CIOs must ensure not only that their companies survive the pandemic, but emerge ready to lead once it has passed. To this end, I called out five strategies for CIOs to consider:
A. Build a Work from Anywhere Platform
B. Evaluate network, security, and privacy needs
C. Use technology to improve business productivity
D. Redefine people practices
E. Improve effectiveness through insights
In this blog, I elaborate on the first three strategies in detail.
A. Build A Work From Anywhere Platform
Building a work from anywhere (WFA) platform is the first key strategy. Note that I’m calling it a platform and not just a rollout of a few tools. Following are the key objectives.
1. Enable employees to serve customers from anywhere
It’s critical that CIOs shift spending to technologies that support remote work, including laptops, desktop virtualization and desktops as a service (DaaS), and (to ensure secure access) virtual private networks (VPNs) and multi-factor authentication.

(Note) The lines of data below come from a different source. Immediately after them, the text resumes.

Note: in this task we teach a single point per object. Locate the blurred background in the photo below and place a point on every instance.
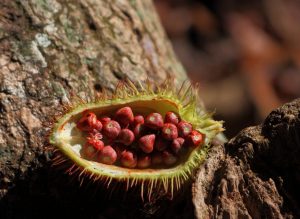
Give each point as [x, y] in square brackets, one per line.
[245, 54]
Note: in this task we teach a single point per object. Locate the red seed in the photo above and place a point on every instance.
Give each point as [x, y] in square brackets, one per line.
[111, 129]
[98, 125]
[157, 159]
[154, 121]
[144, 161]
[94, 140]
[98, 145]
[124, 116]
[105, 119]
[146, 143]
[139, 119]
[177, 145]
[88, 150]
[119, 148]
[161, 144]
[139, 130]
[108, 155]
[169, 131]
[195, 139]
[168, 158]
[126, 137]
[128, 159]
[184, 129]
[171, 117]
[87, 122]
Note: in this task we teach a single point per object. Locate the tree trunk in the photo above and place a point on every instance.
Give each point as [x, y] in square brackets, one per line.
[256, 174]
[50, 48]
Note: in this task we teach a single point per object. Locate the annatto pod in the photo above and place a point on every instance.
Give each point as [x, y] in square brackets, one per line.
[143, 100]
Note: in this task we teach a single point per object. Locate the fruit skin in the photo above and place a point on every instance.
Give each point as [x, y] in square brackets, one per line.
[128, 159]
[171, 117]
[169, 131]
[184, 129]
[144, 161]
[146, 143]
[126, 137]
[154, 121]
[111, 129]
[168, 158]
[164, 96]
[195, 139]
[124, 116]
[177, 144]
[108, 155]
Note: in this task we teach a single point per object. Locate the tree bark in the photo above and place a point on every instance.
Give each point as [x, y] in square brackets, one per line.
[49, 48]
[256, 174]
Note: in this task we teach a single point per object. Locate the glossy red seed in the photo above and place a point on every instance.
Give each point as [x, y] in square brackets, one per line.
[98, 125]
[126, 136]
[144, 161]
[119, 148]
[157, 159]
[128, 159]
[169, 131]
[111, 129]
[87, 121]
[139, 130]
[108, 155]
[105, 119]
[154, 121]
[168, 158]
[139, 119]
[184, 129]
[124, 116]
[146, 143]
[161, 143]
[177, 145]
[171, 117]
[195, 139]
[94, 140]
[88, 150]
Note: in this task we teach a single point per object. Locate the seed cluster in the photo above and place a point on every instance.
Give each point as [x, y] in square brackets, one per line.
[137, 141]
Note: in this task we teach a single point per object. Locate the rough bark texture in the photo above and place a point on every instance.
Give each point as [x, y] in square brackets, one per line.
[256, 174]
[49, 48]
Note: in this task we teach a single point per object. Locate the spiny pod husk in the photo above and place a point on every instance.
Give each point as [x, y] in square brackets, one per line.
[159, 170]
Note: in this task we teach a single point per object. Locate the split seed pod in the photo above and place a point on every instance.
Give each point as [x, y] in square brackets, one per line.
[143, 100]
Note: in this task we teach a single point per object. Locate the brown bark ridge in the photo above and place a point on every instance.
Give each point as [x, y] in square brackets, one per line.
[256, 174]
[49, 48]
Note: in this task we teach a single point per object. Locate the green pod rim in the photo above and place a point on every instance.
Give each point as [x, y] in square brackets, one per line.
[145, 99]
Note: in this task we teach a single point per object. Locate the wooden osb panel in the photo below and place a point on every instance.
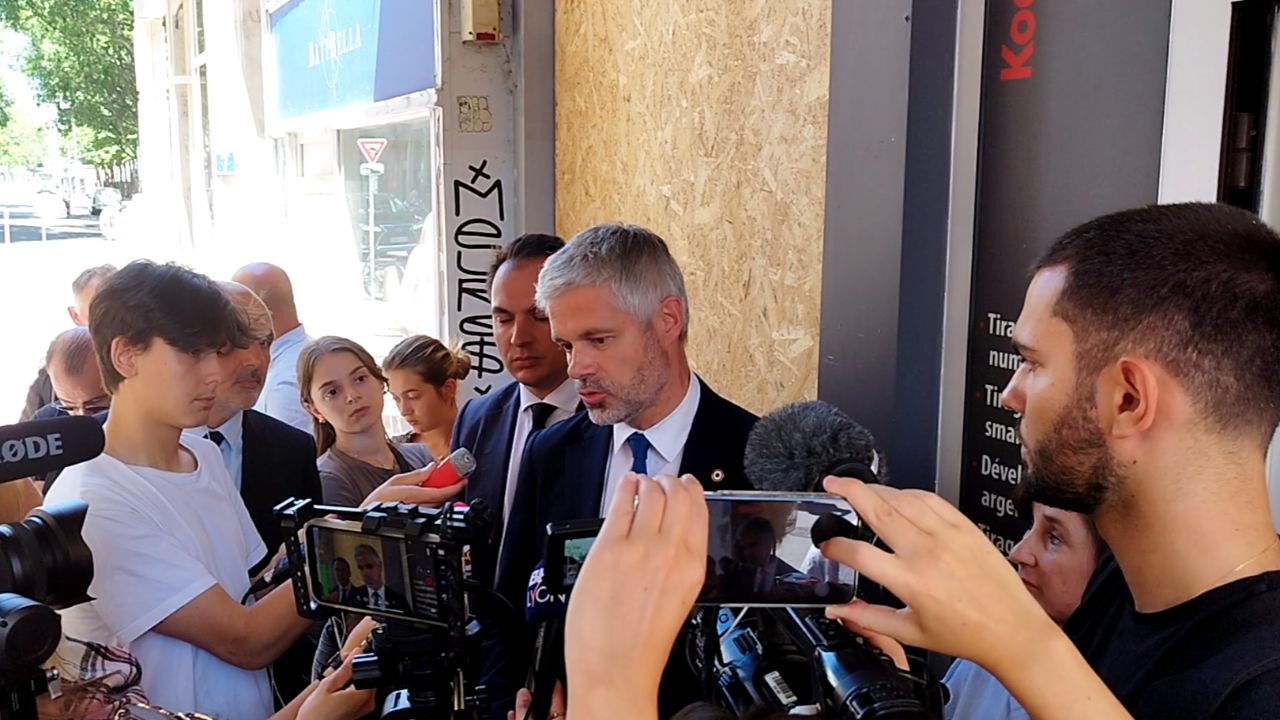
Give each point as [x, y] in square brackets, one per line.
[707, 122]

IT teams need to understand the importance of cloud, virtual access, remote onboarding, and collaboration technologies. The requirement as I see it is of two distinct types – specialized workstations and generic compute needs.

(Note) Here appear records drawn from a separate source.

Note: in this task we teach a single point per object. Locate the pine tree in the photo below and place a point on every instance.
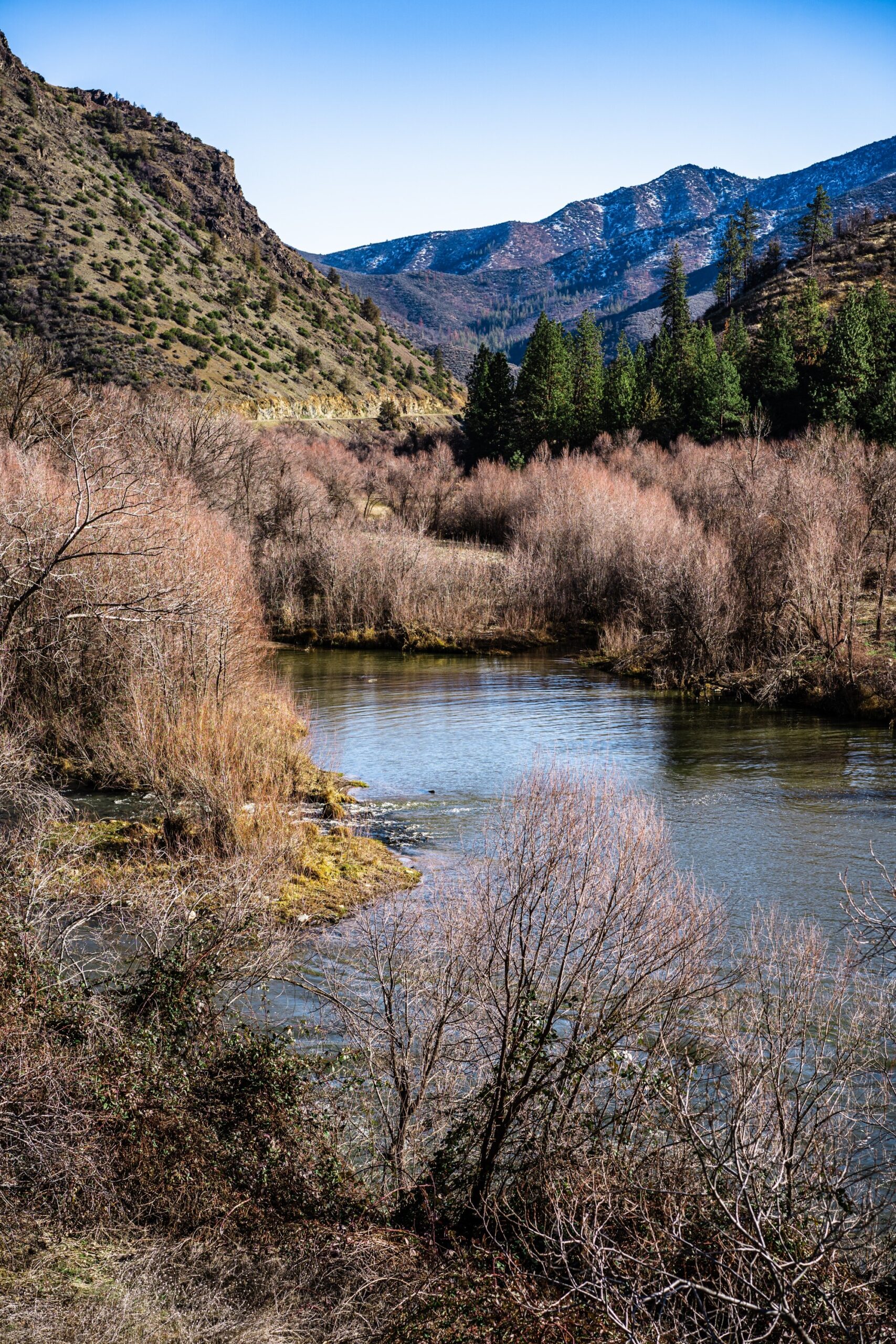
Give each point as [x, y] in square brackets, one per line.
[621, 402]
[370, 312]
[438, 371]
[882, 417]
[587, 381]
[501, 406]
[676, 315]
[735, 343]
[477, 397]
[848, 366]
[809, 331]
[880, 315]
[774, 365]
[747, 233]
[716, 402]
[730, 262]
[544, 389]
[815, 229]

Specialized workstations in a remote environment was once a difficult nut to crack, particularly for designers and engineers. Nowadays, one has access to robust solutions that can provide virtualized workstations for these users. Whether on-prem or in public cloud, you can provision even GPU-based servers to create virtual machines. Nutanix has solutions that help in accessing the entire virtual machine over a browser from any of device. In case you need to authenticate with a local USB port, users can install a client and get it authenticated. Licensing servers, file servers, user drives can be hosted anywhere in hybrid mode.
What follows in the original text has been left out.